Ein Tweet des schottische Meeresfrüchteexporteurs Lochfyne veranschaulicht das Elend zum Auftakt der letzten Weihnachtswoche: Die Schliessung der französischen Grenze sei ein «Desaster», teilte er auf Twitter mit: «In der für uns wichtigsten Woche sind Lastwagen aus ganz Schottland auf dem Weg nach Kent und haben Fisch und Meeresfrüchte im Wert von Millionen von Pfund geladen.» Selbst wenn die Sperrungen nach 48 Stunden wieder aufgehoben würden, «werden wir die Weihnachtsdeadline verpassen.

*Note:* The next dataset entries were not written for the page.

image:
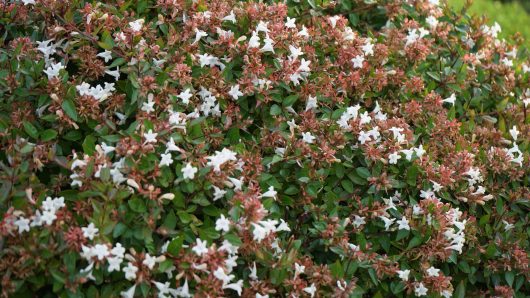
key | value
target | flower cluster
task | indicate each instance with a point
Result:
(262, 149)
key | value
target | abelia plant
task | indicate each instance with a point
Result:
(179, 148)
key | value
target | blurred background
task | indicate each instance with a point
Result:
(512, 15)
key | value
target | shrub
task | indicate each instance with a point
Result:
(221, 148)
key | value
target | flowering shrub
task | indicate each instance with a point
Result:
(179, 148)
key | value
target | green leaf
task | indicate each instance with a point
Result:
(119, 229)
(175, 245)
(347, 185)
(460, 291)
(363, 172)
(89, 145)
(412, 174)
(417, 240)
(30, 129)
(275, 110)
(289, 100)
(69, 108)
(509, 276)
(137, 205)
(48, 134)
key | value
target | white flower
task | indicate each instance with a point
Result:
(311, 290)
(393, 158)
(433, 271)
(514, 133)
(149, 261)
(368, 48)
(167, 196)
(412, 37)
(283, 226)
(230, 18)
(221, 275)
(358, 221)
(185, 96)
(403, 224)
(307, 137)
(507, 226)
(238, 287)
(106, 55)
(101, 251)
(218, 193)
(106, 148)
(130, 271)
(150, 136)
(166, 159)
(270, 193)
(53, 70)
(333, 20)
(129, 293)
(164, 289)
(137, 25)
(184, 291)
(114, 264)
(290, 23)
(432, 21)
(451, 99)
(269, 45)
(262, 27)
(149, 106)
(358, 61)
(222, 224)
(388, 221)
(99, 92)
(303, 32)
(115, 73)
(298, 269)
(420, 290)
(22, 224)
(403, 274)
(220, 158)
(198, 35)
(171, 146)
(234, 92)
(311, 103)
(236, 183)
(295, 52)
(200, 248)
(254, 40)
(419, 151)
(90, 232)
(188, 172)
(365, 118)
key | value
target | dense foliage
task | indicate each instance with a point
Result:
(179, 148)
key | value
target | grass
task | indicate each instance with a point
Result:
(511, 16)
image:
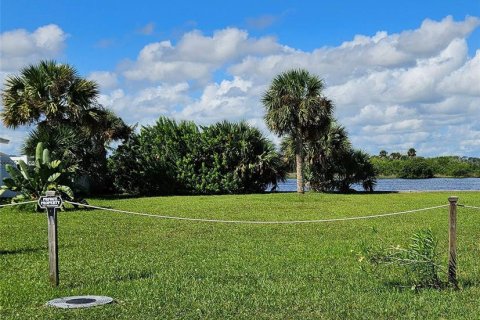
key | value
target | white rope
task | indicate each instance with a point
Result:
(17, 203)
(257, 222)
(471, 207)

Es ist unglaublich.»

Insel im Weihnachts-Lockdown

Die britische Regierung verschärft die Corona-Restriktionen deutlich: Für Millionen Menschen fallen Weihnachtsfeiern mit Familien und Freunden nun aus. «Wenn das Virus seine Angriffsmethode ändert, müssen wir unsere Verteidigungsmethode ändern», sagte Premierminister Boris Johnson.

Statt drei Corona-Warnstufen gibt es künftig vier – in die höchste fallen ausser der Hauptstadt London auch Regionen im Südosten. Dort dürfen die Bewohner nur noch aus wichtigen Gründen ihre Wohnung verlassen, etwa, um zum Arzt oder zur Arbeit zu gehen. Auch an Weihnachten dürfe man keine Angehörigen anderer Haushalte treffen, betonte Johnson.

Alle nicht lebensnotwendigen Geschäfte sowie andere Einrichtungen wie Fitnessstudios, Friseure, Kinos oder Schönheitssalons müssen schliessen. Einwohner der höchsten Corona-Stufe 4 dürfen diese Zone nicht verlassen. Bisher war erlaubt, dass sich vom 23. bis 27. Dezember bis zu drei Haushalte zu «Weihnachtsblasen» zusammenschliessen können. Dies wurde nun – ausserhalb der Zone 4 – auf den ersten Weihnachtstag beschränkt.

Auch in anderen Landesteilen, die selbst über Corona-Massnahmen entscheiden können, wurden die Restriktionen verschärft. So soll in Wales von diesem Sonntag an ebenfalls ein Shutdown gelten – analog zur vierten Stufe in England. Schottland verhängte ein Reiseverbot in andere Teile des Vereinigten Königreichs.